Wir kennen Petrus ziemlich gut aus allen vier Evangelien, er enttäuscht immer wieder die Welt wie sich selbst, er ist in Wirklichkeit so menschlich und sympathisch, ohnmächtig und mutlos, wie er ist. Es gelingt ihm nicht, an der göttlichen Herrlichkeit der Verklärung festzuhalten und sie zu einem permanenten Zustand zu machen. Es liegt eine tragikomische Ironie in der Art und Weise, in der Petrus posthum vergöttert wurde. Die Offenbarung des Petrusbetont bereits eine Generation später, dass wir kein Reich der Herrlichkeit  auf Erden erwarten dürfen. Kein Stuhl darf sich auf Erden des göttlichen Richterstuhls bemächtigen, der gehört allein unserem Herrn Jesus Christus. Wir müssen darauf verzichten zu richten und stattdessen auf den versöhnenden Kreuzestod Jesu verweisen. Wie dies in einem Witz gesagt wird: Während die Menschen von den Schriften her zu definieren versuchen, was Liebe ist, legt Jesus die Schrift durch seine Liebe aus.

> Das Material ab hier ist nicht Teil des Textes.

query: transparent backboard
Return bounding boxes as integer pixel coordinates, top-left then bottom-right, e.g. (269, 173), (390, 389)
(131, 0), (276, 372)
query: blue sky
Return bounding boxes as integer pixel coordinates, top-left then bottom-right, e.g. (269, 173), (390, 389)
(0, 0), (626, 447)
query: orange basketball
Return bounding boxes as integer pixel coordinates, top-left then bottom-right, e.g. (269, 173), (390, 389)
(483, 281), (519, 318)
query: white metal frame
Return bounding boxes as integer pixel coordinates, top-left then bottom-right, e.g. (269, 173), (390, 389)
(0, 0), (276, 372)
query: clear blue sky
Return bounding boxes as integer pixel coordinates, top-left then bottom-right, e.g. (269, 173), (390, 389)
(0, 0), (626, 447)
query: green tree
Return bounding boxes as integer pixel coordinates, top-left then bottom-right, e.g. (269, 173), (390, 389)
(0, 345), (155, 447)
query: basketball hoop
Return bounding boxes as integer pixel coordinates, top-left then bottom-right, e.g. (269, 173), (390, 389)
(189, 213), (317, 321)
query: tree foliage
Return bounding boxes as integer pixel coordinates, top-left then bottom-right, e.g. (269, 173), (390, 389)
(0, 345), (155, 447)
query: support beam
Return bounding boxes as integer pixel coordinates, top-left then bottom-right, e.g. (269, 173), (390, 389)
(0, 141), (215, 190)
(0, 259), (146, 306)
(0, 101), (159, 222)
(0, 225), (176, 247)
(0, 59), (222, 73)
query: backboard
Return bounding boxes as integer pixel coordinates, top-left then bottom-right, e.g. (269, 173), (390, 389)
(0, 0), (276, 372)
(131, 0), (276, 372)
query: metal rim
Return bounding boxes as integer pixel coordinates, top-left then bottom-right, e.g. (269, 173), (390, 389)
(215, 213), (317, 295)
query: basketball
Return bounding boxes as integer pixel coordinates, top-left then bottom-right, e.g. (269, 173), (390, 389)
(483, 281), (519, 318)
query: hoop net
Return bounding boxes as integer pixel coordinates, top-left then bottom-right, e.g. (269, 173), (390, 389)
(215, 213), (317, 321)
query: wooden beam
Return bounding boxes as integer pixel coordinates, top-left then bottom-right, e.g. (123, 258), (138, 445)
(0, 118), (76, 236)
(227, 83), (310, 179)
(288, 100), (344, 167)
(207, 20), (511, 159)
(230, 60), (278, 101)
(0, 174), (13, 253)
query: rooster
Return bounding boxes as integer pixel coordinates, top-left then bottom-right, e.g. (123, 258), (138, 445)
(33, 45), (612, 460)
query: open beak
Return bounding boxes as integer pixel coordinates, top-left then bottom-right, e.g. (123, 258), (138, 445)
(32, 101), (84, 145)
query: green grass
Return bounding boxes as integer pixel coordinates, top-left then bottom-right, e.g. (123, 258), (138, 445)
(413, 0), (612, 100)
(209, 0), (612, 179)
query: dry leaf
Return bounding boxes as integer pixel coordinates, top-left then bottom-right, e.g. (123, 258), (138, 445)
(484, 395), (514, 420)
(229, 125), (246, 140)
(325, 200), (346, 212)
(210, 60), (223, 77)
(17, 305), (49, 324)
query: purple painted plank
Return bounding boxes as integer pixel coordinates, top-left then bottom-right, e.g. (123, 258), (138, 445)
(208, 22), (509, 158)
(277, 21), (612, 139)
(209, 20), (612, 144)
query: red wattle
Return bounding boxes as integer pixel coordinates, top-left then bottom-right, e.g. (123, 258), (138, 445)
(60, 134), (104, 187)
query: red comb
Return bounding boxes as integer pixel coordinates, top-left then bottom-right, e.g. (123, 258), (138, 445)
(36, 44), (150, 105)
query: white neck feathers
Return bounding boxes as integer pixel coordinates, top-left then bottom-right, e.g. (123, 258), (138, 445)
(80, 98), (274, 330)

Kurz vor dem Erlebnis auf dem Berge erzählt Jesus seinen Jüngern, das er am Kreuz sterben muss und am dritten Tage auferstehen wird. Aber Petrus nimmt Jesus beiseite und weist ihn zurecht: Das darf nie geschehen! Worauf Jesus seine berühmten Worte zu Petrus sagt: Geh weg von mir, Satan! Du bist mir ein Ärgernis; denn du meinst nicht, was göttlich, sondern was menschlich ist.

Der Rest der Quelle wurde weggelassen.